If we observed the resemblance between successive generations to be as close as that between distilled water and distilled water through all time, and if we observed that perfect unchangeableness in the action of living beings which we see in what we call chemical and mechanical combinations, we might indeed suspect that memory had as little place among the causes of their action as it can have in anything, and that each repetition, whether of a habit or the practice of art, or of an embryonic process in successive generations, was as original as the "Origin of Species" itself, for all that memory had to do with it. I submit, however, that in the case of the reproductive forms of life we see just so much variety, in spite of uniformity, as is consistent with a repetition involving not only a nearly perfect similarity in the agents and their circumstances, but also the little departure therefrom that is inevitably involved in the supposition that a memory of like presents as well as of like antecedents has played a part in their development--a cyclical memory, if the expression may be pardoned.
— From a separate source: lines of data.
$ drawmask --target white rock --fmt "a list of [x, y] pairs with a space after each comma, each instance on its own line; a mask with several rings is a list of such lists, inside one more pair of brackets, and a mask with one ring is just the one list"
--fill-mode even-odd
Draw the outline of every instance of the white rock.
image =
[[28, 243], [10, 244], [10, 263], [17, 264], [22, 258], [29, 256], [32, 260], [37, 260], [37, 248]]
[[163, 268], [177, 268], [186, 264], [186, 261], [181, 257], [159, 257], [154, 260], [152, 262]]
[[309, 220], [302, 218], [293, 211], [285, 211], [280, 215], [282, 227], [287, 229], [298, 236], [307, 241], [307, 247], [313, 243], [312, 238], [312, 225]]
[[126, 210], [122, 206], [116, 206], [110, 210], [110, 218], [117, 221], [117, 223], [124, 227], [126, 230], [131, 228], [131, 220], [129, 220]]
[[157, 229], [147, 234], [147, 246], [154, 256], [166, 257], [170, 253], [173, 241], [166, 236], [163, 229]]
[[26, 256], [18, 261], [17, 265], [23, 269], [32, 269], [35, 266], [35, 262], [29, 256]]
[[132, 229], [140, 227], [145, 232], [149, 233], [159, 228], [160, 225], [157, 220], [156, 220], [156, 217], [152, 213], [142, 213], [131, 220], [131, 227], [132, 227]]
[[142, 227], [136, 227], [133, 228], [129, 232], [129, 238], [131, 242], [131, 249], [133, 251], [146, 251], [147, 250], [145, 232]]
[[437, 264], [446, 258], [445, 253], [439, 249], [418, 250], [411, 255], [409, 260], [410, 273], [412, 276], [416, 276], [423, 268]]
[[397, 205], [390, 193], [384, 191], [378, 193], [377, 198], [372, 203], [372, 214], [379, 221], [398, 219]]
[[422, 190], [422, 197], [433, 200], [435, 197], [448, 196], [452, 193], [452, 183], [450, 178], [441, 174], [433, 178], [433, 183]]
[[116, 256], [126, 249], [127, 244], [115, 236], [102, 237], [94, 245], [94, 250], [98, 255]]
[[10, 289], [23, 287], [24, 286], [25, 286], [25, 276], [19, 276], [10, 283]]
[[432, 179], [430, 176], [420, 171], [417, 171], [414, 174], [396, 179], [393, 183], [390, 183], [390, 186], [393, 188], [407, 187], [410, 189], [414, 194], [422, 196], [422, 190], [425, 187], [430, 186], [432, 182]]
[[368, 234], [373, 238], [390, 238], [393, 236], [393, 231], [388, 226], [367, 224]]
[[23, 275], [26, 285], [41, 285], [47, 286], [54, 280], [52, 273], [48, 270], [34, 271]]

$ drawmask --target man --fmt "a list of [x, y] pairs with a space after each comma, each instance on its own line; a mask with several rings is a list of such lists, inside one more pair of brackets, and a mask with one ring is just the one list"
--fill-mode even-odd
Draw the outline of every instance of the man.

There is life infinitely lower and more minute than any which our most powerful microscopes reveal to us, but let us leave this upon one side and begin with the amoeba. Let us suppose that this "structureless" morsel of protoplasm is, for all its "structurelessness," composed of an infinite number of living molecules, each one of them with hopes and fears of its own, and all dwelling together like Tekke Turcomans, of whom we read that they live for plunder only, and that each man of them is entirely independent, acknowledging no constituted authority, but that some among them exercise a tacit and undefined influence over the others. Let us suppose these molecules capable of memory, both in their capacity as individuals and as societies, and able to transmit their memories to their descendants from the traditions of the dimmest past to the experiences of their own lifetime. Some of these societies will remain simple, as having had no history, but to the greater number unfamiliar, and therefore striking, incidents will from time to time occur, which, when they do not disturb memory so greatly as to kill, will leave their impression upon it. The body or society will remember these incidents and be modified by them in its conduct, and therefore more or less in its internal arrangements, which will tend inevitably to specialisation. This memory of the most striking events of varied lifetimes I maintain, with Professor Hering, to be the differentiating cause, which, accumulated in countless generations, has led up from the amoeba to man. If there had been no such memory, the amoeba of one generation would have exactly resembled the amoeba of the preceding, and a perfect cycle would have been established; the modifying effects of an additional memory in each generation have made the cycle into a spiral, and into a spiral whose eccentricities, in the outset hardly perceptible, is becoming greater and greater with increasing longevity and more complex social and mechanical inventions.

We say that the chicken grows the horny tip to its beak with which it ultimately pecks its way out of its shell, because it remembers having grown it before, and the use it made of it. We say that it made it on the same principles as a man makes a spade or a hammer, that is to say, as the joint result both of desire and experience. When I say experience, I mean, experience not only of what will be wanted, but also of the details of all the means that must be taken in order to effect this. Memory, therefore, is supposed to guide the chicken not only in respect of the main design, but in respect also of every atomic action, so to speak, which goes to make up the execution of this design. It is not only the suggestion of a plan which is due to memory, but, as Professor Hering has so well said, it is the binding power of memory which alone renders any consolidation or coherence of action possible, inasmuch as without this no action could have parts subordinate one to another, yet bearing upon a common end; no part of an action, great or small, could have reference to any other part, much less to a combination of all the parts; nothing, in fact, but ultimate atoms of actions could ever happen--these bearing the same relation to such an action, we will say, as a railway journey from London to Edinburgh as a single molecule of hydrogen to a gallon of water.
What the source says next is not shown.